Bulavita is marketing their M20 Boost supplement as a way to “inhibit the growth of human cancer cells”.


If you attempt to visit “bulavita.com”, you’re redirected to “the new Bulavita website” at “m20boost.com”.

M20 Boost is a nutritional supplement containing muscadine grape, pink Fijian ginger, and Fijian turmeric.

According to Bulavita,

each (ingredient) is a potent superfood that helps to detox the body, reduce inflammation, repair digestion, and pave the way for essential nutrient absorption.

Sounds like your usual supplement marketing spiel. You can find similar claims on almost any supplement themed MLM company website.

If you scroll down the M20 Boost website though, Bulavita focuses on muscadine grapes.

With 2 more chromosomes (a total of 20) than regular grapes, Muscadines have an unbelievable natural immunity that resists mold, bacteria, and viruses without the use of harmful chemicals.

The human immune system produces  antibodies when under attack. Similarly,  Muscadine grapes produce the highest levels of antioxidants because of the stress from the environment it grows in.

So muscadine grape seeds have a high ORAC count. Still nothing particularly eyebrow raising.

M20 has undergone over $20,000,000 in clinical trials and research at Wake Forest University.

OK. Now you’ve got my attention.

In a randomized, double-blind, placebo-controlled crossover human clinical trial of M20 BOOST*, the product resulted in a significant increase in resting brachial artery diameter, which translates into an increased capacity of nearly 14%!

Other in-vitro laboratory studies show that M20 BOOST may inhibit the growth of human cancer cells from 60% to over 92% (depending upon the specific type of cancer) – suggesting that Muscadine extracts may be a new treatment for human cancers.*

Did you spot the asterisks? They point to an FDA disclaimer further down the page.

*These statements have not been evaluated by the Food and Drug Administration.

This product is not intended to diagnose, treat, cure, or prevent any disease.

We have Bulavita simultaneously claiming their M20 Boost supplement “may inhibit the growth of human cancer cells from 60% to over 92%”, and that M20 Boost is not intended to diagnose, treat, cure, or prevent any disease.

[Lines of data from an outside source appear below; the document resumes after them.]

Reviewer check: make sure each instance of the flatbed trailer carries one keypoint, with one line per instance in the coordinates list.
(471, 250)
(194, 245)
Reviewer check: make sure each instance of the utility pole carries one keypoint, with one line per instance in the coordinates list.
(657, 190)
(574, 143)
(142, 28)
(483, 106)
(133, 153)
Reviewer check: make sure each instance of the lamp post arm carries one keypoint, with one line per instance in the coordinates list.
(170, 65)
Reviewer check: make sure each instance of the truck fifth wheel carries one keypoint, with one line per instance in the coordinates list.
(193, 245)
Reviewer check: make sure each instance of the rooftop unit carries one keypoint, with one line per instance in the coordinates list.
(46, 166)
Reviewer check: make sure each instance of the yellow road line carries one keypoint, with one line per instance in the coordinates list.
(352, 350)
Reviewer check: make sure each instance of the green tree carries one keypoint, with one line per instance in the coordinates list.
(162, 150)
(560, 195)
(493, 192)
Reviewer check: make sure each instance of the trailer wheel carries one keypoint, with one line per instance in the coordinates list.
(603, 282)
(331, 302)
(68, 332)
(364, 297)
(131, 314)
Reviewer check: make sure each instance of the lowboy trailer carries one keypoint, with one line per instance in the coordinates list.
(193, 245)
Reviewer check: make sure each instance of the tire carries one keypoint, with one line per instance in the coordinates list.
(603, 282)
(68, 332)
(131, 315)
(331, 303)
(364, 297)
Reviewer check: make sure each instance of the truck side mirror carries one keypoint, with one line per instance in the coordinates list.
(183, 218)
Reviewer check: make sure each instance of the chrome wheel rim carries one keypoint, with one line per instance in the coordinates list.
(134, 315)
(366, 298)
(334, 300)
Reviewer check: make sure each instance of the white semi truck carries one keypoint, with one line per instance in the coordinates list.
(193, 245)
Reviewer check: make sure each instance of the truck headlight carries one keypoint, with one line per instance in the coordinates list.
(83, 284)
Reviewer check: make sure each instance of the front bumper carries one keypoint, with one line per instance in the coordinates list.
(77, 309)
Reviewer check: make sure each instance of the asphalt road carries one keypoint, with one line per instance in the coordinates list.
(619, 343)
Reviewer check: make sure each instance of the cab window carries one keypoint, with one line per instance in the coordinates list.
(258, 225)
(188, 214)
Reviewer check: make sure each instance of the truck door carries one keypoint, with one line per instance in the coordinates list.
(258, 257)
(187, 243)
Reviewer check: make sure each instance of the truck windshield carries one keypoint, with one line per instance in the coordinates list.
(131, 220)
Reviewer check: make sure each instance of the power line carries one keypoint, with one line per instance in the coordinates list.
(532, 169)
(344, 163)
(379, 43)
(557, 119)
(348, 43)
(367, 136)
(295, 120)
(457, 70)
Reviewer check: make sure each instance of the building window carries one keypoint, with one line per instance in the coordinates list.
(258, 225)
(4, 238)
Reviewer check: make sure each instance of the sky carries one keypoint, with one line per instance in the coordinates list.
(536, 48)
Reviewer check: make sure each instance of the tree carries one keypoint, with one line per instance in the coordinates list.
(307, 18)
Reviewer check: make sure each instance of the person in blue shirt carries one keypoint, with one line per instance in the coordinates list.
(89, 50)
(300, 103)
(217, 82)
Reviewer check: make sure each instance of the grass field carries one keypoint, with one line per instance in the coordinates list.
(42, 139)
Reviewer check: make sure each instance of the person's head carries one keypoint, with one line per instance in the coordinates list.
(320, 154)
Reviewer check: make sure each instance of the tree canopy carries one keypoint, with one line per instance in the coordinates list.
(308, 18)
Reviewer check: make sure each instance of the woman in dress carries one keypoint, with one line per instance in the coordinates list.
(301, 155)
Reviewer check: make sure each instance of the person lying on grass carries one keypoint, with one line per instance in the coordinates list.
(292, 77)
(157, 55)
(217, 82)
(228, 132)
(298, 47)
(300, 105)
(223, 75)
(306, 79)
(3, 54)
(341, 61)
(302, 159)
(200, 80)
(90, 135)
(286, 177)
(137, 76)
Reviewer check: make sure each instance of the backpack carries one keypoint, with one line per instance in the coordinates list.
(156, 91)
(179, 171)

Talk about pseudo-compliance.

Bulavita themselves don’t provide a link to this supposed $20 million study into M20 Boost.

That’s suspicious enough on its own. When I went looking for the study, surprise surprise nothing came up.

It’s bad enough when MLM companies pull the old

X ingredient has clinical studies showing effectiveness against studies into it for Y disease.

Our supplement contains X ingredient and therefore our supplement also has effectiveness against Y disease.

This doesn’t fly with the FDA. And it’s not even what Bulavita are claiming.

The company is flat out stating their M20 Boost study can prevent cancer but *winkwink* isn’t intended to prevent cancer.

Bulavita is a recent relaunch of Wakaya Perfection. The company’s website and marketing hasn’t been up for long.

We expect medical claims pertaining to M20 Boost’s effectiveness against cancer will shortly be taken down.

Failing which once Bulavita’s affiliates start pushing “$20 MILLION STUDY PROVES M20 BOOST CURES CANCER!” marketing, FDA warning letters won’t be too far behind.


Update May 24th 2020 – Possibly in response to this article, Bulavita has removed M20 Boost cancer claims from its website.

The section of their website captured above now looks like this:

I’m taking that as an indirect admission that no studies have been conducted into M20 Boost. Nor is there any evidence the supplement has any effectiveness against or preventing cancer.

Any Bulavita affiliates who market M20 Boost as being able to prevent, manage or treat any disease are making illegal medical claims.